If Microsoft/Ecma/et al manage to demonstrate to the ISO member voters that Open XML had even a first round of openness at Ecma, that it has some different use from ODF, if it supports SC34 specs like RELAX NG, and is scrupulous in its partitioning of Windows-specific hooks to another layer or namespace, I don’t see any national body rejecting Open XML, frankly. Microsoft and Ecma still have work to do in this regard, but it is just the standard kind of technical-level education/discussion/wordsmithing/re-alignment that any specification should have. ”
“They are generating lots of media attention, FUD and lobbeying; but it ODF and Open XML both represent a victory for universal, ubiquitous, standard generalized markup, which is what SC 34 is in large part about. I see Gartner has estimated a less than 70% chance of ISO ratifying two XML office formats.
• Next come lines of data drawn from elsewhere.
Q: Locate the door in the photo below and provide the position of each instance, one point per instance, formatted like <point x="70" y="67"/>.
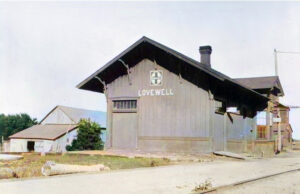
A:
<point x="30" y="146"/>
<point x="218" y="132"/>
<point x="124" y="130"/>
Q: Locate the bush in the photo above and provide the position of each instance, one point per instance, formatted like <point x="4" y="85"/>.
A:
<point x="88" y="137"/>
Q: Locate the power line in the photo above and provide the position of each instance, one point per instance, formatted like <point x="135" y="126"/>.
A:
<point x="287" y="52"/>
<point x="282" y="52"/>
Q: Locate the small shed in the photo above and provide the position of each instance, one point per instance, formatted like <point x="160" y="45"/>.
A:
<point x="56" y="130"/>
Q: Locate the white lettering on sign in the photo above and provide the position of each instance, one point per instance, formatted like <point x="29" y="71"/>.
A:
<point x="276" y="120"/>
<point x="156" y="92"/>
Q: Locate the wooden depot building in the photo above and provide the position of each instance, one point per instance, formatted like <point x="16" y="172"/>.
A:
<point x="159" y="100"/>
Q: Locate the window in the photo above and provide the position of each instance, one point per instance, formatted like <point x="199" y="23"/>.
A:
<point x="124" y="106"/>
<point x="261" y="132"/>
<point x="219" y="107"/>
<point x="261" y="118"/>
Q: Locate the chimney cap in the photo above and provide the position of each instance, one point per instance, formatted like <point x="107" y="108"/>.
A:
<point x="205" y="49"/>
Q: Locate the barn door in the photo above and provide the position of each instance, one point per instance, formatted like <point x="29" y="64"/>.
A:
<point x="124" y="124"/>
<point x="218" y="132"/>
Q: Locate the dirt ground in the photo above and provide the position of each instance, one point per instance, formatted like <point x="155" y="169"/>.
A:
<point x="282" y="184"/>
<point x="181" y="178"/>
<point x="30" y="165"/>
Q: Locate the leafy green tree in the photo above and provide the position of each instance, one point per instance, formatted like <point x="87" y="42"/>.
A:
<point x="11" y="124"/>
<point x="88" y="137"/>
What rubbish. I’ll know more next week.
Ultimately, it is not WG1 or SC34 that makes the decision. It is the national votes of each of the voting members of ISO: the national standards organizations like Standards Australia, ANSI, and so on. While local committees may feel that Microsoft has been conspicuous in their absense, so have the other big companies in recent years: the standards participation focus shifted to W3C and OASIS. But these committees are not stacked with anti-Microsoft (or anti-Sun) people, but with organizations who need good interchange and also need an XML retrieval for legacy documents in proprietary formats (.DOC, etc.). So I find it very difficult to agree with Gartner’s 70%; I’d put it the other way, with a 70% likelihood of success, at least.
ISO is not an anti-monopoly court. It is there to help people who want to agree on technology, providing procedures, forums and a publishing house.
But the issue of having two office standards is a fair one. I think all Microsoft needs to do is to distinguish Open XML from ODF adequately and prove that it has a credible alternative constituency who would not be served well by ODF. That there is overlap is immaterial if there is a significant difference.”
For anyone who has played around with the XML formats, I’m sure you’ve seen that we really took seriously our goal of minimal user impact in the move to default XML formats. This included things like performance (which I’ve already briefly touched when I talked about spreadsheetML, tag lengths, and shared formulas), as well as full compatibility with the existing base of Office documents. I’ve just recently started to show some basic examples of where ODF just doesn’t come through in terms of compatibility, such as with formulas, numbering formats, and highlighting (and these were just the first three things I came across… I have a growing list that I’ll talk about over the coming months).